A dead sperm well exploded in a shower of guts and effluvia as a man attempted a seaside autopsy this week.
The whale explosion occured on the Faroe Islands between Iceland and the United Kingdom. A 45-foot (14 meter) sperm whale, dead of natural causes, had washed up on the beach when locals decided to cut the creature open to use its skeleton in a museum display, according to Metro.co.uk. A video (above) posted by The Guardian newspaper shows the messy results.
Whale explosions are disgusting but far from unheard-of. As bacteria inside the whale gut eat away at the dead animal's flesh, they produce gases that can build up inside the corpse. A puncture, such as the one created by the poor Faroe Island marine biologist, can release these gases in a rather abrupt eruption. In 2004, researchers in Tainan, Taiwan, experienced the grossness firsthand while trying to transport a whale carcass from a beach to a laboratory. The resulting whale explosion took 13 hours to clean up.
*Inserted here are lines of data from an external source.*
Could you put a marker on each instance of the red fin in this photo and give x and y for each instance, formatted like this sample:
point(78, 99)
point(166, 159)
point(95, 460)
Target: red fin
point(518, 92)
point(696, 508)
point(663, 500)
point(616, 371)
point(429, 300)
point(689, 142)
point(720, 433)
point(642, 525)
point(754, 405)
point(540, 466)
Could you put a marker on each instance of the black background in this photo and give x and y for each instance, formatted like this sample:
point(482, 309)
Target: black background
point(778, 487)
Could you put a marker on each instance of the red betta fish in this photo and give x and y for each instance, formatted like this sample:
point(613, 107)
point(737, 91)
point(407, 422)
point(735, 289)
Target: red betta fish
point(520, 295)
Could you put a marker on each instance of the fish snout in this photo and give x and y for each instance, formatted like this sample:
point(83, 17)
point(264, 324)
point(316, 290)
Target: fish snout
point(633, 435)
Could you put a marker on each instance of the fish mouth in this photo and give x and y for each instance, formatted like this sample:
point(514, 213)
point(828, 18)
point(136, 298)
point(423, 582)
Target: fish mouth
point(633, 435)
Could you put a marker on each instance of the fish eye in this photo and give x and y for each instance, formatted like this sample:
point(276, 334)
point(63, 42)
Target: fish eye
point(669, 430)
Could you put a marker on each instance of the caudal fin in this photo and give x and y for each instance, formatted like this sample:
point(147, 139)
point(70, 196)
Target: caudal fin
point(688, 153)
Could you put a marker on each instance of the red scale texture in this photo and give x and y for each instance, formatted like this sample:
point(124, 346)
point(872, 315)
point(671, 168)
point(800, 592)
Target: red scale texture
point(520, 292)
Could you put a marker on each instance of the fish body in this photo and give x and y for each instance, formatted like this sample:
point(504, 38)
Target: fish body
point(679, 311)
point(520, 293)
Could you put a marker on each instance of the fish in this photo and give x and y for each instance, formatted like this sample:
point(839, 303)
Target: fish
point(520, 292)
An even more impressive — and less natural — whale explosion occurred in Florence, Ore., in 1970. The Oregon Highway Division decided to use half a ton of dynamite to blow up a beached, decomposing whale carcass. The idea was that the smaller pieces of whale would be quickly devoured by birds. Unfortunately, the force of the dynamite sent massive chunks of whale blubber flying, flattening cars and forcing crowds to flee.